His meads exist, instead, as an alternative to beer or even wine, with their 12% ABV and affinity for food pairings.

Since his first forays into mead-making, Hull has experimented with fermenting no fewer than 30 different honeys from around the world. Each one brings different flavor notes to the table, and his curiosity knows no bounds.

“We’re in our 25th year and still finding new honeys to brew, and still exploring and discovering and just having a great time doing that,” he says.

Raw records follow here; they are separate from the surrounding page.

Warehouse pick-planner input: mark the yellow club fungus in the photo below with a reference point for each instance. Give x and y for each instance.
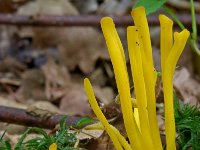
(141, 126)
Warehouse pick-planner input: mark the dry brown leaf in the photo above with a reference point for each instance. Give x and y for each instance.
(32, 86)
(187, 86)
(57, 78)
(79, 46)
(75, 102)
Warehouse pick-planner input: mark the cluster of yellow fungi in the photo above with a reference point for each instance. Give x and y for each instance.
(140, 122)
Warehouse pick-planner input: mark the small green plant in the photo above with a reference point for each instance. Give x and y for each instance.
(4, 145)
(63, 138)
(187, 119)
(153, 5)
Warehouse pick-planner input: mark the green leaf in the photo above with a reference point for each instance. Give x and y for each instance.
(150, 5)
(84, 121)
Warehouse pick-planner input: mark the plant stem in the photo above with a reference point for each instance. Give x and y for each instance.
(194, 26)
(193, 36)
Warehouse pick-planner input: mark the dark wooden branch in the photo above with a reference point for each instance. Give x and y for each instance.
(21, 117)
(10, 19)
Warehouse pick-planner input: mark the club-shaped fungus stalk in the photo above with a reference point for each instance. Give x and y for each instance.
(140, 123)
(53, 146)
(141, 23)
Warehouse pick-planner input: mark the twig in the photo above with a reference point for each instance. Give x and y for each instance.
(21, 117)
(10, 19)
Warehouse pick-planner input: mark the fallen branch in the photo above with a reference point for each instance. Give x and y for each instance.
(21, 117)
(10, 19)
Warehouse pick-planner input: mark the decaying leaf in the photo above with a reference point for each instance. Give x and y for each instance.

If you’re looking to delve into the wide world of mead but aren’t quite sure where to start, here are some of Hull’s favorites.

A bottle of Marin County Wildflower mead from Heidrun Meadery sits next to two full glasses of the booze
Where to start your mead journey? Hull has some recommendations.
Heidrun Meadery

California Orange Blossom

This is Heidrun’s most popular varietal, and, according to Hull, “a really great inroad into what we do.” Made with orange blossom honey produced in the San Joaquin Valley, the mead is floral and aromatic.

“If you’ve ever walked through an orange grove when it’s in bloom, there is that quintessential citrus, floral aroma. And it’s captured in that mead, so when you stick your nose into that glass, you are smelling an orange grove in bloom. And then it has this flavor that’s fascinating: both sort of an orange candy flavor and yet dry, very crisp, fruity and refreshing.”

Madras Carrot Blossom

An Oregon beekeeper makes the unique honey at the root of this mead by reaping the benefits of the carrot blossoms at a local seed farm.

“The honey itself is dark,” says Hull. “It’s fairly pungent. It’s not actually very pleasant honey itself; it’s a little bit bitter and tastes a little bit vegetal. It’s not something that we would put in a jar and then enjoy on toast in the morning.”

While Hull notes he was skeptical of using this honey to make mead at first — “I didn’t want the mead to taste like boiled broccoli or something like that” — he persevered in the experiment and he was rewarded.

“Lo and behold, through the process of fermentation, the flavor compounds in the honey have been altered, and some of it is more muted, and some of it is amplified, and what we ended up with is a mead that tasted very similar to a Belgian saison. It has a distinct flavor of incense and wood and earth. I even get a note of patchouli in it.”

It’s the mead he recommends most often to beer aficionados, and as the perfect pair for lamb.

Oregon Pumpkin Blossom

This autumnal mead also begins with a darker honey that Hull characterizes as “a little bit more appealing” than the carrot for drizzling on one’s toast or into tea. 

The resulting mead “is also dark and sort of warm and still sparkling and dry and crisp, but a little bit more warming with some really lovely herbal qualities to it, a little bit grassy.”

It also has a similar beer character, though if the Carrot Blossom is like a saison, this one’s an ale.

Oregon Meadowfoam Blossom

A plant native to the Pacific Northwest, meadowfoam is primarily a commercial crop, with the oil from the seed used in a great many cosmetics.

“The interesting thing about the honey is that, from a culinary point of view, it has the really beautiful flavors of clove and vanilla,” says Hull.

And unlike the pumpkin and carrot honeys, in this case, “the mead is very much like the honey,” according to Hull, “in that it has a pronounced clove flavor to it, and sort of those clove, nutmeg spices that you would find in a Thanksgiving dinner, with a very delicate finish to it.”